Bombardier says C Series shift to Airbus allows it to focus on regional planes
The Canadian PressGeneral Aerospace
The Montreal-based transportation giant's regional aircraft order backlog rose to 116 planes, enough for three years of production.
With its focus no longer diverted by the aircraft formerly known as the C Series, Bombardier Inc. says it is working to improve the profitability of its regional jets and turboprops by boosting sales and cutting costs.
The Montreal-based transportation giant’s regional aircraft order backlog rose to 116 planes, enough for three years of production that sets it up for the potential to increase production rates. Its commercial aircraft segment won orders for a total of 16 Q400 aircraft and 35 CRJ Series equipped with its new cabin design.
“Adding a little bit of volume here also is very beneficial to those programs as you add units especially at the current rates – that does improve the cost structure,” chief financial officer John Di Bert said Thursday during a conference call about its second-quarter results.
“It’s about continuing to focus on adding volume, it’s about leaning out the cost structure and make sure we have very efficient programs, really focusing on that aftermarket and then we’ll take it from there,” said Di Bert.
Bombardier’s shares increased nearly five per cent at $4.99 in Thursday trading after the company posted strong results and signalled that its turnaround plan remains on track.
“Our solid performance positions us to achieve our free cash flow break even target for this year and more importantly to sustain cash generation well into the future,” Di Bert added.
Bombardier, which reports in U.S. dollars, said overall revenues increased three per cent to $4.26 billion in the second quarter.
Most of the improvement was due to an 11 per cent increase in revenue at Bombardier Transportation, which accounted for $2.26 billion of the total. Revenue fell at Bombardier’s commercial aircraft and business aircraft divisions.
The company achieved a second-quarter profit of $70 million as it posted a $232 million increase free cash flow; helped by $600 million net proceeds from the sale of Downsview airport in Toronto.
Net income was equal to two cents per share and compared with a year-earlier loss of $243 million or 11 cents per share.
On an adjusted basis, Bombardier earned $87 million or three cents per share.
Analysts had estimated one cent per share of net income and an adjusted loss of one cent per share, according to Thomson Reuters Eikon.

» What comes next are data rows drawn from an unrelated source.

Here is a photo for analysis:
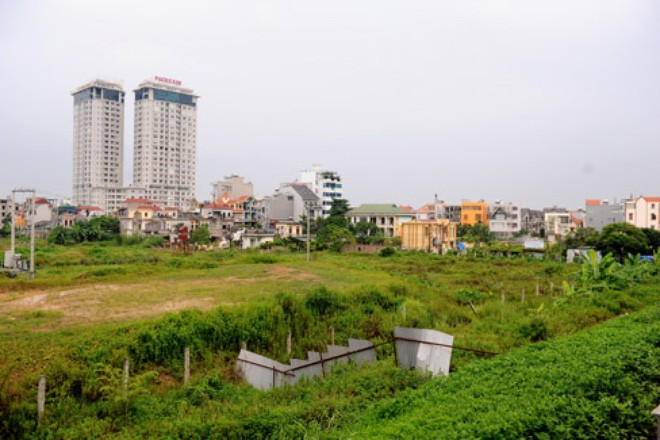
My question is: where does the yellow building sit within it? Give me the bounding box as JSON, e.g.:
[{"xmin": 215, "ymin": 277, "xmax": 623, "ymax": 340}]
[
  {"xmin": 461, "ymin": 200, "xmax": 488, "ymax": 226},
  {"xmin": 399, "ymin": 219, "xmax": 457, "ymax": 254}
]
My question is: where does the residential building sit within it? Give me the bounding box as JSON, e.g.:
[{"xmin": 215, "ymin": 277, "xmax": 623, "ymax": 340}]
[
  {"xmin": 71, "ymin": 79, "xmax": 125, "ymax": 209},
  {"xmin": 133, "ymin": 77, "xmax": 199, "ymax": 208},
  {"xmin": 400, "ymin": 219, "xmax": 458, "ymax": 254},
  {"xmin": 489, "ymin": 200, "xmax": 522, "ymax": 239},
  {"xmin": 275, "ymin": 221, "xmax": 304, "ymax": 238},
  {"xmin": 346, "ymin": 204, "xmax": 415, "ymax": 238},
  {"xmin": 298, "ymin": 165, "xmax": 344, "ymax": 217},
  {"xmin": 543, "ymin": 208, "xmax": 579, "ymax": 237},
  {"xmin": 264, "ymin": 183, "xmax": 323, "ymax": 228},
  {"xmin": 435, "ymin": 202, "xmax": 461, "ymax": 223},
  {"xmin": 212, "ymin": 174, "xmax": 254, "ymax": 200},
  {"xmin": 461, "ymin": 200, "xmax": 488, "ymax": 226},
  {"xmin": 0, "ymin": 197, "xmax": 11, "ymax": 220},
  {"xmin": 584, "ymin": 199, "xmax": 623, "ymax": 232},
  {"xmin": 520, "ymin": 208, "xmax": 545, "ymax": 235},
  {"xmin": 624, "ymin": 197, "xmax": 660, "ymax": 230}
]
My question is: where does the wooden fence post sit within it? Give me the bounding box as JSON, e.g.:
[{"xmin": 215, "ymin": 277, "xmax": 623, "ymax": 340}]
[
  {"xmin": 183, "ymin": 347, "xmax": 190, "ymax": 386},
  {"xmin": 37, "ymin": 376, "xmax": 46, "ymax": 426},
  {"xmin": 122, "ymin": 358, "xmax": 130, "ymax": 423},
  {"xmin": 286, "ymin": 329, "xmax": 291, "ymax": 354}
]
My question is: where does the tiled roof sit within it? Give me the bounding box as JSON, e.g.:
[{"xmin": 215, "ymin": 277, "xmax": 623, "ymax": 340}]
[
  {"xmin": 346, "ymin": 203, "xmax": 410, "ymax": 216},
  {"xmin": 137, "ymin": 205, "xmax": 162, "ymax": 211},
  {"xmin": 415, "ymin": 203, "xmax": 435, "ymax": 214},
  {"xmin": 124, "ymin": 199, "xmax": 158, "ymax": 203},
  {"xmin": 291, "ymin": 184, "xmax": 319, "ymax": 202}
]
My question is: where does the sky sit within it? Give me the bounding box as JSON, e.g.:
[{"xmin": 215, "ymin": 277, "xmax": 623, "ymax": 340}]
[{"xmin": 0, "ymin": 0, "xmax": 660, "ymax": 209}]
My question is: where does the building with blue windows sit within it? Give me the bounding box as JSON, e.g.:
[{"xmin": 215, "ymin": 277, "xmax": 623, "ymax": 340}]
[
  {"xmin": 133, "ymin": 77, "xmax": 199, "ymax": 209},
  {"xmin": 299, "ymin": 165, "xmax": 344, "ymax": 217},
  {"xmin": 71, "ymin": 79, "xmax": 125, "ymax": 210}
]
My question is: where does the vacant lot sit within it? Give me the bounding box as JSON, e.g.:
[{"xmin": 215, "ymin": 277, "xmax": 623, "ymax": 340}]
[{"xmin": 0, "ymin": 243, "xmax": 660, "ymax": 438}]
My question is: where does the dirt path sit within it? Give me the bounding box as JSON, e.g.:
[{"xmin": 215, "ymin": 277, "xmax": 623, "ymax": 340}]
[{"xmin": 0, "ymin": 266, "xmax": 317, "ymax": 330}]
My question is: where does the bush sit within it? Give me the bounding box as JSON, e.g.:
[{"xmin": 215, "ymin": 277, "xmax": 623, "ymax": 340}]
[{"xmin": 378, "ymin": 246, "xmax": 396, "ymax": 257}]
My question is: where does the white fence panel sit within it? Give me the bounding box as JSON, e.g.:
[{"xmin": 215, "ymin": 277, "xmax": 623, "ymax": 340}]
[{"xmin": 394, "ymin": 327, "xmax": 454, "ymax": 376}]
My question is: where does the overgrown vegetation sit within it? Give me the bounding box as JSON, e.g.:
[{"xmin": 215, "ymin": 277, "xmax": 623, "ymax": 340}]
[
  {"xmin": 0, "ymin": 242, "xmax": 660, "ymax": 438},
  {"xmin": 337, "ymin": 308, "xmax": 660, "ymax": 439}
]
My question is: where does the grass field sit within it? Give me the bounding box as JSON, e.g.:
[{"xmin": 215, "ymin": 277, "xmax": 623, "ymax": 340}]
[{"xmin": 0, "ymin": 242, "xmax": 660, "ymax": 438}]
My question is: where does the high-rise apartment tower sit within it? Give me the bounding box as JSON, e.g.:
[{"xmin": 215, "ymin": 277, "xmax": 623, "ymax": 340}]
[
  {"xmin": 71, "ymin": 80, "xmax": 125, "ymax": 206},
  {"xmin": 133, "ymin": 77, "xmax": 199, "ymax": 208}
]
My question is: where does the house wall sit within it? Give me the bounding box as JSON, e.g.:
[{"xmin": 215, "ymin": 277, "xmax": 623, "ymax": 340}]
[{"xmin": 461, "ymin": 201, "xmax": 488, "ymax": 226}]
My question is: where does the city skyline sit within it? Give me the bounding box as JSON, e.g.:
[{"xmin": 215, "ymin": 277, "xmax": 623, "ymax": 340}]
[{"xmin": 0, "ymin": 0, "xmax": 660, "ymax": 209}]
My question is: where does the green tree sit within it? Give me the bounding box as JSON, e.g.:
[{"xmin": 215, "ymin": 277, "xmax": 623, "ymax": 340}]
[
  {"xmin": 89, "ymin": 215, "xmax": 119, "ymax": 240},
  {"xmin": 566, "ymin": 227, "xmax": 600, "ymax": 248},
  {"xmin": 459, "ymin": 223, "xmax": 494, "ymax": 244},
  {"xmin": 642, "ymin": 228, "xmax": 660, "ymax": 252},
  {"xmin": 46, "ymin": 226, "xmax": 75, "ymax": 245},
  {"xmin": 190, "ymin": 225, "xmax": 211, "ymax": 244},
  {"xmin": 596, "ymin": 223, "xmax": 651, "ymax": 261},
  {"xmin": 351, "ymin": 222, "xmax": 385, "ymax": 244},
  {"xmin": 0, "ymin": 214, "xmax": 11, "ymax": 237}
]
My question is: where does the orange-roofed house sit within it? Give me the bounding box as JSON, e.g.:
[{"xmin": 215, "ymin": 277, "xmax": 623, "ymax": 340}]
[
  {"xmin": 624, "ymin": 197, "xmax": 660, "ymax": 230},
  {"xmin": 399, "ymin": 219, "xmax": 458, "ymax": 254},
  {"xmin": 461, "ymin": 200, "xmax": 489, "ymax": 226}
]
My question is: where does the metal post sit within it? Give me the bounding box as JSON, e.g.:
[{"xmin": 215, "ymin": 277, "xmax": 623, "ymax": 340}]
[
  {"xmin": 30, "ymin": 191, "xmax": 37, "ymax": 280},
  {"xmin": 37, "ymin": 376, "xmax": 46, "ymax": 426},
  {"xmin": 286, "ymin": 329, "xmax": 291, "ymax": 355},
  {"xmin": 183, "ymin": 347, "xmax": 190, "ymax": 385},
  {"xmin": 11, "ymin": 190, "xmax": 16, "ymax": 258},
  {"xmin": 121, "ymin": 358, "xmax": 130, "ymax": 423},
  {"xmin": 307, "ymin": 204, "xmax": 312, "ymax": 261}
]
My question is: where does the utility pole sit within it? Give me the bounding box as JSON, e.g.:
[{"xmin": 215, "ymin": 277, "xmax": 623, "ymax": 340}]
[
  {"xmin": 11, "ymin": 190, "xmax": 16, "ymax": 258},
  {"xmin": 11, "ymin": 188, "xmax": 37, "ymax": 280},
  {"xmin": 307, "ymin": 202, "xmax": 312, "ymax": 261},
  {"xmin": 29, "ymin": 190, "xmax": 37, "ymax": 280}
]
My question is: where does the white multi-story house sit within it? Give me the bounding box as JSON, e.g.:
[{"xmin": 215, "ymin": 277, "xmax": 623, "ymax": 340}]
[
  {"xmin": 624, "ymin": 197, "xmax": 660, "ymax": 230},
  {"xmin": 133, "ymin": 77, "xmax": 199, "ymax": 208},
  {"xmin": 298, "ymin": 165, "xmax": 344, "ymax": 217},
  {"xmin": 71, "ymin": 79, "xmax": 125, "ymax": 209},
  {"xmin": 346, "ymin": 204, "xmax": 416, "ymax": 238},
  {"xmin": 212, "ymin": 174, "xmax": 254, "ymax": 200},
  {"xmin": 488, "ymin": 200, "xmax": 522, "ymax": 239},
  {"xmin": 543, "ymin": 210, "xmax": 578, "ymax": 237}
]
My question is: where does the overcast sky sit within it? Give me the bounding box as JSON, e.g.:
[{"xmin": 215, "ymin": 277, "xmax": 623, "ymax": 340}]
[{"xmin": 0, "ymin": 0, "xmax": 660, "ymax": 208}]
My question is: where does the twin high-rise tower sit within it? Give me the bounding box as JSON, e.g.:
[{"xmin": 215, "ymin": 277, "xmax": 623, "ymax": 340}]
[{"xmin": 72, "ymin": 76, "xmax": 198, "ymax": 212}]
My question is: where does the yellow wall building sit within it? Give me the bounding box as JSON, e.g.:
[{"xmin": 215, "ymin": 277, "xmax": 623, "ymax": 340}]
[
  {"xmin": 399, "ymin": 219, "xmax": 457, "ymax": 254},
  {"xmin": 461, "ymin": 200, "xmax": 488, "ymax": 226}
]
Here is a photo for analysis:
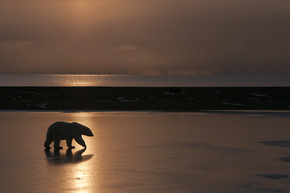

“With our heavy investment cycle largely behind us, our focus is now on ramping-up production and improving operational efficiency to accelerate growth,” CEO Alain Bellemare told analysts.
The results were “impressive” with solid free cash flow and plenty of momentum for the second half of the fiscal year, said Benoit Poirier of Desjardins Capital Markets.
Bombardier concluded a number of key strategic actions in the quarter, including closing a partnership deal with European giant Airbus.
Under the partnership, the European aircraft manufacturer acquired a majority 50.01 per cent stake in the C Series commercial jet program effective July 1.
Airbus has since renamed the two models of C Series passenger jets to the A220-100 and A220-300.